Synthesis and characterization of a mini-library of new conjugated d(TGGGAG) oligonucleotides with potential anti-HIV activity.

In the search for ODNs endowed with relevant antiviral properties, Hotoda and coworkers investigated a series of G-quadruplex-forming ODNs, finally focusing on modified d(TGGGAG) ODNs conjugated with aromatic residues at the 5-end. These were found to exhibit potent anti-HIV activity associated with low cytotoxicity when carrying at the 5′-end bulky aromatic residues. Recently we described a general approach to obtain a mini library of new d(TGGGAG) ODNs, conjugated with different aromatic groups at the 5’-end through a phosphodiester bond. Several modified sequences showed pronounced anti-HIV-1 activity and they showed high binding affinities for the HIV-1 envelope gp120 and gp41. In these structures the 5-end residues play a major role on the G-quadruplex stability, dramatically enhancing stability of the quadruplex complexes (Tm>20°C).
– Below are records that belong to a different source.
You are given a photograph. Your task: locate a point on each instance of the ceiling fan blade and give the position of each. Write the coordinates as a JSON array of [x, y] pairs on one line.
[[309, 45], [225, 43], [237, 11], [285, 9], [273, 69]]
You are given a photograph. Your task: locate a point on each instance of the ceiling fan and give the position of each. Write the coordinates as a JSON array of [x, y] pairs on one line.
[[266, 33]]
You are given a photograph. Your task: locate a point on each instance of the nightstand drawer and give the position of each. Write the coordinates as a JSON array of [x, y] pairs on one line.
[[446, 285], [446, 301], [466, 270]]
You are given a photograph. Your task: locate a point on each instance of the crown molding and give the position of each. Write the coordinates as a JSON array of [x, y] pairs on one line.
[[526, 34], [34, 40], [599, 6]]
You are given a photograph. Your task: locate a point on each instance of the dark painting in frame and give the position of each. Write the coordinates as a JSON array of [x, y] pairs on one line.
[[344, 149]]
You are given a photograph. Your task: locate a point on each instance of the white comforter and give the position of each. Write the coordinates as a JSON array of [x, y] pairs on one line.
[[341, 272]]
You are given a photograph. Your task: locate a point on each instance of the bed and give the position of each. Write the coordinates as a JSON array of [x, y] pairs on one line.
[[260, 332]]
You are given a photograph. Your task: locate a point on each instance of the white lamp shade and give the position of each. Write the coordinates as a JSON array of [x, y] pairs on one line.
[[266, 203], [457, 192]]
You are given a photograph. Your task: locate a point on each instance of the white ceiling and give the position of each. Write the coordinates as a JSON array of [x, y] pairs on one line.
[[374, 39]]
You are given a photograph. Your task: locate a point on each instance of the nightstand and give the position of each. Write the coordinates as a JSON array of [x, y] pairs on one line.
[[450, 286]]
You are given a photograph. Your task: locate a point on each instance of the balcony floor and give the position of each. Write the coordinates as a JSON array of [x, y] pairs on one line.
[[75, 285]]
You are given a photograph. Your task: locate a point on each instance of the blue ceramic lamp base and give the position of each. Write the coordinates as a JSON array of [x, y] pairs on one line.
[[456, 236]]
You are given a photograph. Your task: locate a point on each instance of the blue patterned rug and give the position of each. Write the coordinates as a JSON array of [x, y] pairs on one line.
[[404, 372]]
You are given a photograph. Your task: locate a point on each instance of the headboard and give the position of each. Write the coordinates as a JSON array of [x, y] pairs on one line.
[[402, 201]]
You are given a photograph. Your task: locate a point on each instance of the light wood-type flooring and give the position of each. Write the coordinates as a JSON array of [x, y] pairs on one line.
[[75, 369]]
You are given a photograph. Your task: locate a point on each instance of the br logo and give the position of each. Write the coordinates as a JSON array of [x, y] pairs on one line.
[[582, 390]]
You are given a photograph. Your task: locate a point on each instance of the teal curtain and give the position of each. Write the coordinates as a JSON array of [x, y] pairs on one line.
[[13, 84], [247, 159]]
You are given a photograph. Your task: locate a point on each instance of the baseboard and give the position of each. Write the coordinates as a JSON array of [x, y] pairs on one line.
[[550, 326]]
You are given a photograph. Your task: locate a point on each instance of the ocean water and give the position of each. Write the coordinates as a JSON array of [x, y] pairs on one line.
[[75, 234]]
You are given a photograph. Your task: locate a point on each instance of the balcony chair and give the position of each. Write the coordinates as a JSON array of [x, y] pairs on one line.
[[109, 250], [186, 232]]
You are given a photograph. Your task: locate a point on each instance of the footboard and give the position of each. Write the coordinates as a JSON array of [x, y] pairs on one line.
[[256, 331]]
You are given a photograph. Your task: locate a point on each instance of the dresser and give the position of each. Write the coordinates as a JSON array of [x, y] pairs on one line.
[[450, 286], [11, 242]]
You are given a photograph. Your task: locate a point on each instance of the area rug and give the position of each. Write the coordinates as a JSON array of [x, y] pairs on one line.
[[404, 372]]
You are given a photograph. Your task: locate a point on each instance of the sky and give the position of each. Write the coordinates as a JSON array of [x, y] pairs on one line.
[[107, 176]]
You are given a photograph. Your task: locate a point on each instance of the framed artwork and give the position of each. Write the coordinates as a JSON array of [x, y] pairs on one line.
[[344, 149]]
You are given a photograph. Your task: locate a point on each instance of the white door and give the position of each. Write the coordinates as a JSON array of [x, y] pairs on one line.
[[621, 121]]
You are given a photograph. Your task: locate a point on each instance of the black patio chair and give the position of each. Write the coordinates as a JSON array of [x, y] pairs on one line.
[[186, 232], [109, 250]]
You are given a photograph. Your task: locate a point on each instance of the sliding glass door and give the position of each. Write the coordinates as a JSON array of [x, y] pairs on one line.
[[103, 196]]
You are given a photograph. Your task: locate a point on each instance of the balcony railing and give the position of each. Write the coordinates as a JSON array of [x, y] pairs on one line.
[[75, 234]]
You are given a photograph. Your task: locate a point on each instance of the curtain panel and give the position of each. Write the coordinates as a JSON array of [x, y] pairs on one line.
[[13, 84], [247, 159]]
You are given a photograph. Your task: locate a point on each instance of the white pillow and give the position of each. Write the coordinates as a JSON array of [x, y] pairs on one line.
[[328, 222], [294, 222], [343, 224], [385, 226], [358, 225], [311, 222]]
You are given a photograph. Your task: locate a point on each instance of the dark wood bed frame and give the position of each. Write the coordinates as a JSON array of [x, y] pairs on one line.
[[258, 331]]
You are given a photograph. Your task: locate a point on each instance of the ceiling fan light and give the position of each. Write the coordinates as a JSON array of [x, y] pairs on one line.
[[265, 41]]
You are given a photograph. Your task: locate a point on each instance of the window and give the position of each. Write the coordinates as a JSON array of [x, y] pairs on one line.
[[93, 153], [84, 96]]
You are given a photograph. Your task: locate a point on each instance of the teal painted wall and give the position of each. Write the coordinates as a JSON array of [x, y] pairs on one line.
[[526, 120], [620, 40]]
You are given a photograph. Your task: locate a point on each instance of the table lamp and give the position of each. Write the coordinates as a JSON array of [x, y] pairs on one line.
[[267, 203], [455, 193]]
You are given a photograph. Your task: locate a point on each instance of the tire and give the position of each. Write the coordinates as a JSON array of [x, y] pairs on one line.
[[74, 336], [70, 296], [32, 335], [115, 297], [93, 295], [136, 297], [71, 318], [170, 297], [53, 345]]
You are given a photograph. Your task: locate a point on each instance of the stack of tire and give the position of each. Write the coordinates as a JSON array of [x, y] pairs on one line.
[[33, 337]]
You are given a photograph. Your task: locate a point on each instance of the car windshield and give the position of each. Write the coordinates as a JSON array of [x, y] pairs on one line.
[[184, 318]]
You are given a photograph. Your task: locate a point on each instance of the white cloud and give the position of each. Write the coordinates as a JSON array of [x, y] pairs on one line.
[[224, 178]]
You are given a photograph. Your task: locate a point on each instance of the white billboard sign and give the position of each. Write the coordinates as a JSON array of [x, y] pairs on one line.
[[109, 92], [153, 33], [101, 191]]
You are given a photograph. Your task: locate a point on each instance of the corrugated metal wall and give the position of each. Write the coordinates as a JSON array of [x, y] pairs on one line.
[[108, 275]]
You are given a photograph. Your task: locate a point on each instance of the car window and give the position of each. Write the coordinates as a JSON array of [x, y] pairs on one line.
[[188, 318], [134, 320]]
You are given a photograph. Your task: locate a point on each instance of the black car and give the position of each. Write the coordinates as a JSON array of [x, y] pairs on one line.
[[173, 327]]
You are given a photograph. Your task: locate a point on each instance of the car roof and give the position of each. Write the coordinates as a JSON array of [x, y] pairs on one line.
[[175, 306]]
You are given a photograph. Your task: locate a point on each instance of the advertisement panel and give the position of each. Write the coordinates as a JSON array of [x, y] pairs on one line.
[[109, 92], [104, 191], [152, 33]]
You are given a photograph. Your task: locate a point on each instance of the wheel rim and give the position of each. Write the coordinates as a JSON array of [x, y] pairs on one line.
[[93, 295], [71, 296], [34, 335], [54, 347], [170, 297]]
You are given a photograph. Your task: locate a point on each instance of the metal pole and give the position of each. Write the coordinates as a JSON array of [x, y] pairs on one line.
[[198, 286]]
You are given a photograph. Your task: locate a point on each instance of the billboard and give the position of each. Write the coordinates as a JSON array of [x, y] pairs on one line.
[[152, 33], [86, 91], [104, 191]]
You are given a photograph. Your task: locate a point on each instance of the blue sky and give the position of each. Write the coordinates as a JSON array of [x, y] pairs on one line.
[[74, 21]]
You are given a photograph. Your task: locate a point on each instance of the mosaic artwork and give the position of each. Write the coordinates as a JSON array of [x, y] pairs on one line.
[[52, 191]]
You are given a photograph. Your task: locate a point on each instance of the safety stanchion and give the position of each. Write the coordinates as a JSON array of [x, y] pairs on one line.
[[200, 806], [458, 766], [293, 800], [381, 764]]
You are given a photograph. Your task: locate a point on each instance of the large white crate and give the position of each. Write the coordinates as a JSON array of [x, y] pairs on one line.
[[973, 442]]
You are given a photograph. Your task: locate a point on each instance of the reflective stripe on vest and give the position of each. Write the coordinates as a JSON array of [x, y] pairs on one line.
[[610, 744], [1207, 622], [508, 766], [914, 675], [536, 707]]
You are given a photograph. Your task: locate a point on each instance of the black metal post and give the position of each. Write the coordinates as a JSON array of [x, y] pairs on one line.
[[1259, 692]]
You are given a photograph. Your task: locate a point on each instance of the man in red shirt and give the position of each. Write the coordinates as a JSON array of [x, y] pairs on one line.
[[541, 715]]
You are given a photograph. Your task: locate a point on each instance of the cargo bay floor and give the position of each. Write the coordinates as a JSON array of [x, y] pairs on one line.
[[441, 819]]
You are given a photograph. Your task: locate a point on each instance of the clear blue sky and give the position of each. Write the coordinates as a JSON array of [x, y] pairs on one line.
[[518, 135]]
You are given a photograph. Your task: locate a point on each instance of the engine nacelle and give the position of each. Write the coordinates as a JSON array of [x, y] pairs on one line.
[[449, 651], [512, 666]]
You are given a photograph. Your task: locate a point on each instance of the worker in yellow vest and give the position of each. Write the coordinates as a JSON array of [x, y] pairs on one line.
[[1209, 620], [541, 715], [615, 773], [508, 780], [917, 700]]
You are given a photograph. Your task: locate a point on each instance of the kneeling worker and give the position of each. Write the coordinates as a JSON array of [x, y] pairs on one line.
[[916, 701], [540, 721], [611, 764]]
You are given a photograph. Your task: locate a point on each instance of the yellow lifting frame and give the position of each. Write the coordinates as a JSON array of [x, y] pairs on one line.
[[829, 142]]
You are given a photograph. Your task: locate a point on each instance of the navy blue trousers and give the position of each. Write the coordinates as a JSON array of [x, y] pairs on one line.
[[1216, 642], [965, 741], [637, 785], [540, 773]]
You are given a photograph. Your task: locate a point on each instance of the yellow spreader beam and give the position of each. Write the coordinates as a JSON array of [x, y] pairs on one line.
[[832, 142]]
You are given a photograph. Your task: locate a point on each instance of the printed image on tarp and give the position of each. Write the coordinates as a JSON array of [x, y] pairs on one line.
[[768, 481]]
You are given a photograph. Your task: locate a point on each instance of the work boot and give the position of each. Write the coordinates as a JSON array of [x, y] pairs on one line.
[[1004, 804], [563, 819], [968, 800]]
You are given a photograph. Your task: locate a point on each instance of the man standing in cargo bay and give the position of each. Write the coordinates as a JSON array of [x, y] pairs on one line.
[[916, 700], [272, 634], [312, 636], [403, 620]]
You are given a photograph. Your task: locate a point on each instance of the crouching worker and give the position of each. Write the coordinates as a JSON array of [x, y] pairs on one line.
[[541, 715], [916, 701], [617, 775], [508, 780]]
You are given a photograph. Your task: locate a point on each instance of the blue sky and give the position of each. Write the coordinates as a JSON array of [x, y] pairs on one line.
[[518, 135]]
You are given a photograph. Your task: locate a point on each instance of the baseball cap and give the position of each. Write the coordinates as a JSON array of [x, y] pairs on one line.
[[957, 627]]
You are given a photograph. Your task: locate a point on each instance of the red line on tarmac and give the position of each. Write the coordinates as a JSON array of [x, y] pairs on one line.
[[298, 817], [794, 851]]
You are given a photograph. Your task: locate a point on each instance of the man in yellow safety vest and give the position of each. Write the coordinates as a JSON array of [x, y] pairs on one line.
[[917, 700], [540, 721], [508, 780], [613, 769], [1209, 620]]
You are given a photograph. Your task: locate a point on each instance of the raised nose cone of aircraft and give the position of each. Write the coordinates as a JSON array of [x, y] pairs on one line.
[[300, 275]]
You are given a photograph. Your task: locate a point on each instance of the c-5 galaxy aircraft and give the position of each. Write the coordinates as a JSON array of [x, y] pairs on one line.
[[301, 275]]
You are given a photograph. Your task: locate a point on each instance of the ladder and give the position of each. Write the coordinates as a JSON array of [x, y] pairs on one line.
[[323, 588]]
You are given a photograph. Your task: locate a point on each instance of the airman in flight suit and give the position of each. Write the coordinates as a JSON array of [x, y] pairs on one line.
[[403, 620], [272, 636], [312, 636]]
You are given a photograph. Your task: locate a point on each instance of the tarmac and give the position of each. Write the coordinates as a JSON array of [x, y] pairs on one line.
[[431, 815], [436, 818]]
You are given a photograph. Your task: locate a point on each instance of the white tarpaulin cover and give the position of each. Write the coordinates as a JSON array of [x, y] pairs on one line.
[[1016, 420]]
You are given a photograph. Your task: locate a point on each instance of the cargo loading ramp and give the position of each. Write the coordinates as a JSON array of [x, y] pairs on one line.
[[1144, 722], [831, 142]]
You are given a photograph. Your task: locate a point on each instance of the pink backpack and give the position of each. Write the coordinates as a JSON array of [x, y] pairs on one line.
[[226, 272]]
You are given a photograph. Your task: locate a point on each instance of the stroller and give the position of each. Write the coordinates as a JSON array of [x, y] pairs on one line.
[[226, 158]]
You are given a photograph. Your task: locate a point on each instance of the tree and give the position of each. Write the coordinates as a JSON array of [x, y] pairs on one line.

With the final goal to expand the repertoire of accessible end-modified G-rich ODNs, and to get a more complete picture of their structure-activity relationships, we describe herein the synthesis and characterization of a mini-library of new d(5’TGGGAG3’) carrying hydrophobic groups at the 5’-end and 2-hydroxyethylphosphate group at the 3'-end, connected through phosphodiester and phosphoramidate bonds, respectively. In order to study the influence of the conjugation at the ends of the oligonucleotide chains on their ability to form quadruplex structures, a CD analysis was undertaken on the conjugated oligomers in comparison with the corresponding unmodified d(TGGGAG) oligomer.